The Green Shelter Project kicked in to high gear this month with a modern-day weatherization barn-raising in partnership with the Home Energy Efficiency Team, the Cambridge Energy Alliance and New Generation Energy, Mednick said.  City councillors Denise Simmons, Sam Seidel and Councilor and Tim Toomey, also a state representative, worked alongside 40 volunteers sealing drafty basement leaks, caulking windows, installing low-flow faucets and shower heads, replacing incandescent light bulbs with compact florescents and weather-stripping doorways.

“In a few hours, we swapped out 50 light bulbs in 15 rooms, caulked all the windows and doors, fitted sinks with new aerators and sealed over 140 feet of band joists that were a major source of heat loss,” said Audrey Schulman, HEET’s president. Based on before-and-after measurements, the team estimated a reduction of more than $600 per year on heat and electricity bills.  “We look for ways an organization like Transition House or an individual in their own home can realize big savings with small changes,” Schulman said.

One example she gave: Simply replacing the old bulbs in exit signs with high-efficiency LEDs will save Transition House over $100 per year. Her team donated all supplies and training, and the Cambridge Energy Alliance donated the CFL bulbs.

Chuck Lewin, founder of New Generation Energy, ducked below basement pipes and beams to seal up air leaks. “Every small task each volunteer did at the barn raising will have a lasting impact for Transition House. The environmental benefit can multiply if everyone applies what they’ve learned to their own homes and apartments.”

Introducing low-income homeless women to new skills that might spark their interest in green  jobs and  training opportunities is another important goal of the Green Shelter Project; engaging them in energy-saving strategies as a part of budgeting and money management is also key, the event organizers said.

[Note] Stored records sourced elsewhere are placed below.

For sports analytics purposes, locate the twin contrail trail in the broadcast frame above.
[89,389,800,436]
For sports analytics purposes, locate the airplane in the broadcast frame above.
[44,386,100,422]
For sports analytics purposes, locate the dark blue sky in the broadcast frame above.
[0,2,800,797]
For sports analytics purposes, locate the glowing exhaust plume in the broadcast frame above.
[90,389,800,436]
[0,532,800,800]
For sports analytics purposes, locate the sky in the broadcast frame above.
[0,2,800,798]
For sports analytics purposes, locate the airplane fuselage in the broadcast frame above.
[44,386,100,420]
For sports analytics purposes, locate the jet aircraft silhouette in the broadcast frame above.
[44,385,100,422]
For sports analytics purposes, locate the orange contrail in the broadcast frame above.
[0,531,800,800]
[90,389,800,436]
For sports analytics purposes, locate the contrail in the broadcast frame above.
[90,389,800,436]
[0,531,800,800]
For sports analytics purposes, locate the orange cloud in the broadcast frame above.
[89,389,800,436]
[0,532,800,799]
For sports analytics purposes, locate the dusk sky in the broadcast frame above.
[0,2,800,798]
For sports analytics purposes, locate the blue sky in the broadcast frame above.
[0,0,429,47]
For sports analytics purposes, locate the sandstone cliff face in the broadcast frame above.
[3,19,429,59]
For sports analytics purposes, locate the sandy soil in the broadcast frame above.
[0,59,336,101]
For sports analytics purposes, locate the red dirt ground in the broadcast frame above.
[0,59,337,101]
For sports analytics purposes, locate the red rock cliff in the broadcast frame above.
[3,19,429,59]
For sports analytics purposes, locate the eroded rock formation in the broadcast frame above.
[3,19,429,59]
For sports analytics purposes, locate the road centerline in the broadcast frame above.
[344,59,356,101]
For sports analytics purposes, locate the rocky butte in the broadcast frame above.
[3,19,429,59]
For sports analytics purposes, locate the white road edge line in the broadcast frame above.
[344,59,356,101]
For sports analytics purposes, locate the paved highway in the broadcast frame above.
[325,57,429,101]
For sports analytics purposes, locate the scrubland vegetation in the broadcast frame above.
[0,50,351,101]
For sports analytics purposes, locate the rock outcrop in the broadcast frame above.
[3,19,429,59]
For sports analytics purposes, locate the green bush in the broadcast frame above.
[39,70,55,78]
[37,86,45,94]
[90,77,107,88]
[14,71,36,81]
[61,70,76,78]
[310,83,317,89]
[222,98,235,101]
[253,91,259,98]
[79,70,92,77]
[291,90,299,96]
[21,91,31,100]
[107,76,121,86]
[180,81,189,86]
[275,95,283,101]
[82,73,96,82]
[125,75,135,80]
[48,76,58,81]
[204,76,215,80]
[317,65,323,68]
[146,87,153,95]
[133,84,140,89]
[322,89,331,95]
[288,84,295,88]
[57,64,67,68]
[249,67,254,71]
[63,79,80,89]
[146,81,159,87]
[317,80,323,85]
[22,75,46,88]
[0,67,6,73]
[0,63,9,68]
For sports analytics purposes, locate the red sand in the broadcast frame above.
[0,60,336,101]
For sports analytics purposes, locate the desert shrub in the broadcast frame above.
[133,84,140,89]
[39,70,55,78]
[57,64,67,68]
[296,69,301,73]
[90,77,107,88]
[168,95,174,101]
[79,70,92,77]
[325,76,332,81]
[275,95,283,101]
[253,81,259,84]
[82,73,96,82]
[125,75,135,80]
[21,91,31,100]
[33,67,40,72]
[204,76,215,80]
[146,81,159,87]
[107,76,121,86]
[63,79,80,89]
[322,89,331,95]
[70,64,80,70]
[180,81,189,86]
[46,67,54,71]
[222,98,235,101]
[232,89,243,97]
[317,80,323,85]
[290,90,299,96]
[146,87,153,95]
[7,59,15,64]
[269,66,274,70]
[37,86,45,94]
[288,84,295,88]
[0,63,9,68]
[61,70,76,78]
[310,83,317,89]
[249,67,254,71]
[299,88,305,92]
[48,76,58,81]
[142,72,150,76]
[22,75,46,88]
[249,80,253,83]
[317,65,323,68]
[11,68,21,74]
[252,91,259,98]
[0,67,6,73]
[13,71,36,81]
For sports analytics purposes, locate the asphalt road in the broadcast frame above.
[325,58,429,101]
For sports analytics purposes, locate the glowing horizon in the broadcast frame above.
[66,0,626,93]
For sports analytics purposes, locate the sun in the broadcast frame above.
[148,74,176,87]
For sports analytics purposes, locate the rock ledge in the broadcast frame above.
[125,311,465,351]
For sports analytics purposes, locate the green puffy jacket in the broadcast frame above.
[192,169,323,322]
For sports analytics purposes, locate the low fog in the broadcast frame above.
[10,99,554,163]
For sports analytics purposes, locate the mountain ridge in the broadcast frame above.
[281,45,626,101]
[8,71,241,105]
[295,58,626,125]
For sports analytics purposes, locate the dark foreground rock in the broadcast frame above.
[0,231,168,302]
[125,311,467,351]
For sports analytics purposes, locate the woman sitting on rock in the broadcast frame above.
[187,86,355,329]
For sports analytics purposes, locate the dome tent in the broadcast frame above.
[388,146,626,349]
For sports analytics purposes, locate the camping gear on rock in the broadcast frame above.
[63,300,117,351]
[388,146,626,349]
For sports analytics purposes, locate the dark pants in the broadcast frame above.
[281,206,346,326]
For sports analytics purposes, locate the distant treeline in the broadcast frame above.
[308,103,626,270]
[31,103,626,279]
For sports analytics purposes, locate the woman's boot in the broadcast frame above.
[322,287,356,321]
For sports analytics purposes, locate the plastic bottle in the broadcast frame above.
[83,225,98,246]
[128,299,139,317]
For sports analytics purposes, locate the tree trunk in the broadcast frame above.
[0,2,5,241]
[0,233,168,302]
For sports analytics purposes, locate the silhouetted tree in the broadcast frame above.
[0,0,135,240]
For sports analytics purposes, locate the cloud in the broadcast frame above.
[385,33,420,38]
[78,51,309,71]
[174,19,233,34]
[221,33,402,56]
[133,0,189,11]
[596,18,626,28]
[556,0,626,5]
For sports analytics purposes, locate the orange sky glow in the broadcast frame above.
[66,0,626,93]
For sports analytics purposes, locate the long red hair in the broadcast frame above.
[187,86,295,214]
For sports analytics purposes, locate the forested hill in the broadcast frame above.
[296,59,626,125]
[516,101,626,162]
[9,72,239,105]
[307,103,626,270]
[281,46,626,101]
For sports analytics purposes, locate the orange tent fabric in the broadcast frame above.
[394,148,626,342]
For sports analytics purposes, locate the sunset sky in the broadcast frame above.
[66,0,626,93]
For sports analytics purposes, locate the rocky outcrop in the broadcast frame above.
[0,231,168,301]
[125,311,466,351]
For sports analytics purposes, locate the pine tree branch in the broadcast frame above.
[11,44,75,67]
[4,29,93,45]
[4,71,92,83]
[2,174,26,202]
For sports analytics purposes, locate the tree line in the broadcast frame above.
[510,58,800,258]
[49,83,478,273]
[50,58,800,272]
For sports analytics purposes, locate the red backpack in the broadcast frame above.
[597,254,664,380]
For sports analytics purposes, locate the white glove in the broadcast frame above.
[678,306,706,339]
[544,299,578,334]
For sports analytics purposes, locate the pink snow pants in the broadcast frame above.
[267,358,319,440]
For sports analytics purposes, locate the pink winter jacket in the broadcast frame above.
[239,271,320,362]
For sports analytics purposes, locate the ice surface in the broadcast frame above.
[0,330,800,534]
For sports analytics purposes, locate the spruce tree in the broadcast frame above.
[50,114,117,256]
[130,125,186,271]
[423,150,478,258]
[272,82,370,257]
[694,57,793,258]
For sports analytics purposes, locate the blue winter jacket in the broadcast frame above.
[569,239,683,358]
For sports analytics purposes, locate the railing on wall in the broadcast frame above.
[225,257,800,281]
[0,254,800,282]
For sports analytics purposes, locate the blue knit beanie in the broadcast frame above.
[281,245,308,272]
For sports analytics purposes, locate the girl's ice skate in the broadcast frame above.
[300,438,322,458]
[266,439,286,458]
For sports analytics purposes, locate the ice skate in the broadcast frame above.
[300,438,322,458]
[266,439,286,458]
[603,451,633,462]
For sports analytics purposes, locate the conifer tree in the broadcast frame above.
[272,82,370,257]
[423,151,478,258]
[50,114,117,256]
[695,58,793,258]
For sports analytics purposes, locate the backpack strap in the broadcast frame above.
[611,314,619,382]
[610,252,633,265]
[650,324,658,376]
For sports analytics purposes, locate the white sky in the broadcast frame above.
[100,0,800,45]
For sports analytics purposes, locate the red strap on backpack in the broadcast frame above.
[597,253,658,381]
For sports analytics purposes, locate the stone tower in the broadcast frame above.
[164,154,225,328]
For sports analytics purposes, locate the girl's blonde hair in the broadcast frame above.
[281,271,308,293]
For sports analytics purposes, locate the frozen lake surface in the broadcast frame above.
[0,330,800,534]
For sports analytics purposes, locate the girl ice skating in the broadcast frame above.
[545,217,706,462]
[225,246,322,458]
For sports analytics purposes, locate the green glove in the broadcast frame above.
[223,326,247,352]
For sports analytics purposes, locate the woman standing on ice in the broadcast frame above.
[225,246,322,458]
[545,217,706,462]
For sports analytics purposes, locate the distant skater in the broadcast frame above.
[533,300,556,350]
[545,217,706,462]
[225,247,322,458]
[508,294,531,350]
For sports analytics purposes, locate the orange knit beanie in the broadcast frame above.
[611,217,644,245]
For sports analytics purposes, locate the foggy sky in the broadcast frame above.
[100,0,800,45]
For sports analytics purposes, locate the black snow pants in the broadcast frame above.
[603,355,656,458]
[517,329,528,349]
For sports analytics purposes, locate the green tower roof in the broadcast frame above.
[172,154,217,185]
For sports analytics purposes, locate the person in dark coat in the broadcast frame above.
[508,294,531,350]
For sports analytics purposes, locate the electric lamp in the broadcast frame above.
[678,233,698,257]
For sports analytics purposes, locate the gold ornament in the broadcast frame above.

Next steps for the organization include continuing work with HEET to train staff and clients on changing work and lifestyle behaviors to increase energy conservation and savings; collaborating with New Generation Energy and the Cambridge Energy Alliance to monitor utility consumption patterns and assess the efficacy of renewable energy systems for the Emergency Shelter; and a green kitchen renovation.